Le skate ne représente qu'une partie du programme. Mohammed, qui a une expérience de coordinateur pour la jeunesse au sein des ONG en Palestine, organisera des ateliers sur le leadership. Avec l'aide de la municipalité de Qalqilya, nous ferons participer les élèves à des activités de service communautaire, et, en collaboration avec le Croissant-Rouge local, nous les sensibiliserons à la sécurité et à la responsabilité des cliniques.

En outre, je dirigerai la composante art et médias sociaux. Le skate étant une discipline de créativité et d'expression, nous voulons offrir à nos campeurs des outils pour communiquer au monde. Le seul problème est qu'en raison d'un manque d'argent, nous devons réduire les dépenses pour cette partie du programme. Les caméras sont essentielles pour les cours de photo et de vidéo, car tout le monde n'a pas de smartphone.
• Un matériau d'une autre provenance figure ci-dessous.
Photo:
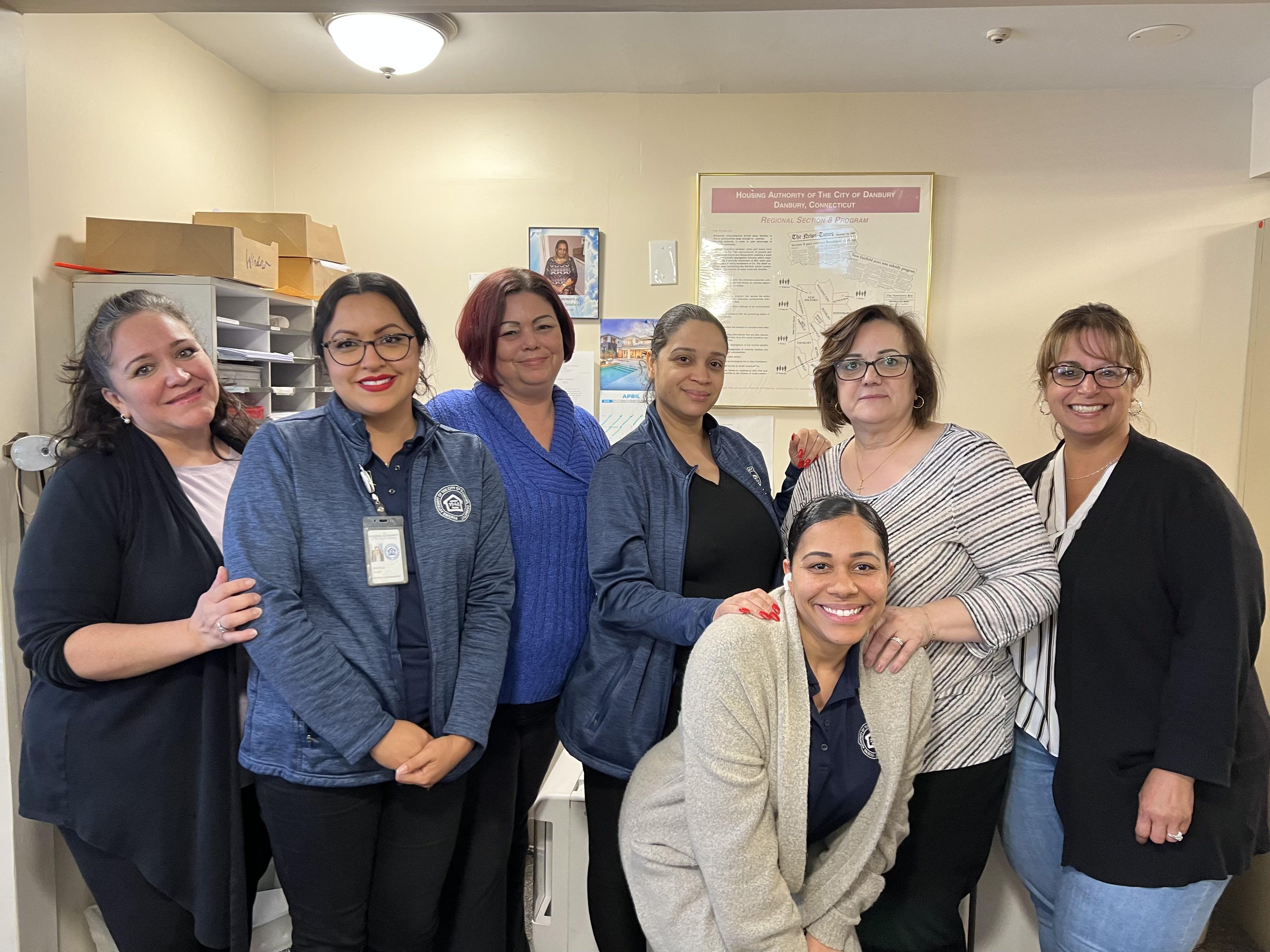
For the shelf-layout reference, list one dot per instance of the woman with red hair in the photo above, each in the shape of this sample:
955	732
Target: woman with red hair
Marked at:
516	336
De même, la Palestine n'a pas encore la 3G. Par conséquent, le partage de contenus sur le site de la rampe sera un défi, à moins que nous ne trouvions de véritables appareils.

Quel est l'objectif final du camp à l'échelle mondiale et locale ?
Notre objectif est d'inspirer la créativité à Qalqilya. Au cours de la réalisation de notre film et de la construction de la rampe, nous avons vu que le jeu peut être un catalyseur pour l'imagination, l'esprit communautaire et la persévérance. Nous essayons donc de porter cela au niveau suivant. Avec une infrastructure appropriée et un programme viable, nous voulons montrer à ces enfants qu'il est possible de s'évader, même entourés par un mur.

Le skate est non seulement un sport, mais aussi une forme d'art et un langage. Avec les outils que nous leur fournissons, ces enfants peuvent apprendre à communiquer non seulement au sein de leur propre communauté d'une manière passionnante et alternative, mais aussi avec le reste du monde. À l'heure où la xénophobie et la peur créent des murs encore plus épais que ceux qui entourent Qalqilya, nous apprenons à ces futurs dirigeants de la Palestine à être des ambassadeurs.